Ich laufe den Strand entlang und sehe Hayes und Asher in der Ferne, wie sie mit zwei Touristinnen reden - nein, flirten. Ich verdrehe die Augen und gehe in Richtung der Bucht.
Mein Lieblingsplatz liegt gleich hinter der Bucht. Man muss über einen Haufen Felsen klettern, um dorthin zu gelangen, daher verirren sich nicht viele Leute dorthin.
Tatsächlich komme ich seit ich zwölf bin hierher und habe bisher nur drei andere Personen gesehen.
Eine davon ist Tante Kim. Sie erzählte mir, dass sie und Mama diesen Ort als Teenager entdeckt haben und immer hierher kamen, wenn sie Abstand brauchten. Genau wie ich es jetzt tue.
Als ich die Bucht erreiche, sehe ich eine Gruppe jüngerer und sehr gutaussehender Surfer, die ihre Bretter wachsen. Normalerweise würde ich anhalten und flirten, aber im Moment kreisen meine Gedanken um Mama.
Ich erreiche die Felsen, über die ich klettern muss, halte aber inne, als ich das Lachen meines Bruders höre.

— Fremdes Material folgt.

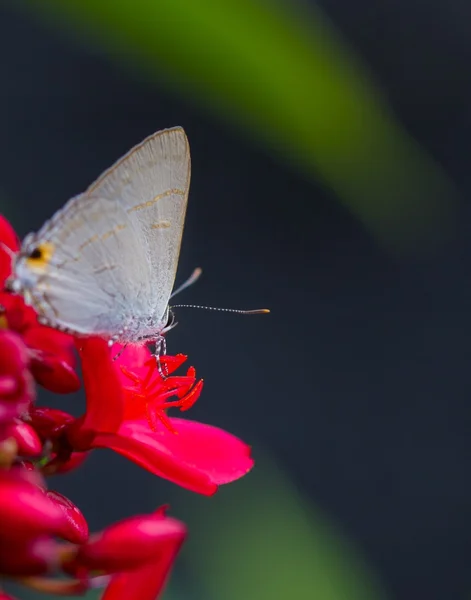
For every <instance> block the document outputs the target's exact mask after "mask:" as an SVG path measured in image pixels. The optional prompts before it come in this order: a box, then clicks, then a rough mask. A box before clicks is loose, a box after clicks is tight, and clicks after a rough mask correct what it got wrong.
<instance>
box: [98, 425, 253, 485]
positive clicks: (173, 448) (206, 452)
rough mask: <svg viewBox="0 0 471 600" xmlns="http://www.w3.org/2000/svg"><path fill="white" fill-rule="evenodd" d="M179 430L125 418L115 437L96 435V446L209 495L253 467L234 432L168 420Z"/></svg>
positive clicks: (153, 472)
mask: <svg viewBox="0 0 471 600" xmlns="http://www.w3.org/2000/svg"><path fill="white" fill-rule="evenodd" d="M169 420H170V422H171V424H172V427H173V428H174V429H175V430H176V431H177V433H176V434H175V433H172V432H170V431H168V430H167V429H165V428H164V427H162V428H161V429H159V430H158V431H156V432H153V431H151V430H150V428H149V425H148V423H147V421H132V422H131V421H128V422H125V423H124V424H123V425H122V427H121V428H120V430H119V434H118V435H114V436H102V435H99V436H97V438H96V439H95V440H94V443H93V445H94V446H96V447H97V446H100V447H106V448H110V449H112V450H115V452H119V453H120V454H123V455H124V456H126V457H127V458H129V459H130V460H132V461H133V462H135V463H137V464H139V465H140V466H141V467H143V468H145V469H147V470H148V471H151V473H154V474H155V475H158V476H160V477H163V478H165V479H168V480H170V481H173V482H174V483H176V484H177V485H180V486H182V487H184V488H187V489H189V490H192V491H194V492H198V493H200V494H204V495H207V496H210V495H212V494H214V493H215V492H216V490H217V487H218V485H221V484H224V483H230V482H231V481H234V480H236V479H239V478H240V477H242V476H243V475H245V474H246V473H248V471H250V469H251V468H252V466H253V464H254V463H253V460H252V458H251V457H250V447H249V446H247V445H246V444H245V443H244V442H242V441H241V440H239V439H238V438H236V437H235V436H233V435H231V434H230V433H227V432H226V431H223V430H222V429H218V428H217V427H212V426H210V425H204V424H202V423H197V422H195V421H186V420H184V419H173V418H171V419H169Z"/></svg>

Ich ducke mich hinter einem Felsen und sehe, wie er und Asher mit den beiden Touristinnen und fünf anderen Mädchen zusammenstehen, die ich neben den Surfern gar nicht bemerkt hatte.
Ich beobachte, wie das süße rothaarige Mädchen lacht und Asher auf die Schulter schlägt.
Ich funkle ihn wütend an. Vor ein paar Stunden hat er mich noch geküsst und jetzt macht er schon mit dem nächsten Mädchen rum? Ich schnaube leise und beginne zu klettern.
Als ich meinen Rückzugsort erreiche - eine kleine Höhle, an die das Wasser bei Flut direkt heranreicht und sie füllt - setze ich mich auf den Felsen genau dort, wo die Wellen anschlagen.
Ich blicke aufs Meer hinaus, beobachte die Wellen und denke an Mama.
Wenn, nicht falls... wenn sie stirbt, weiß ich nicht, wie ich damit umgehen soll. Wie verabschiedet man sich von seiner Mutter? Der Frau, die einen ganz allein großgezogen hat?
An wen soll ich mich wenden, wenn ich ein Problem habe? Klar, ich habe Hayes, aber mit wem soll ich reden, wenn er mich auf die Palme bringt?
Als mir eine Träne über die Wange rollt, berührt plötzlich eine Hand sanft meine Schulter.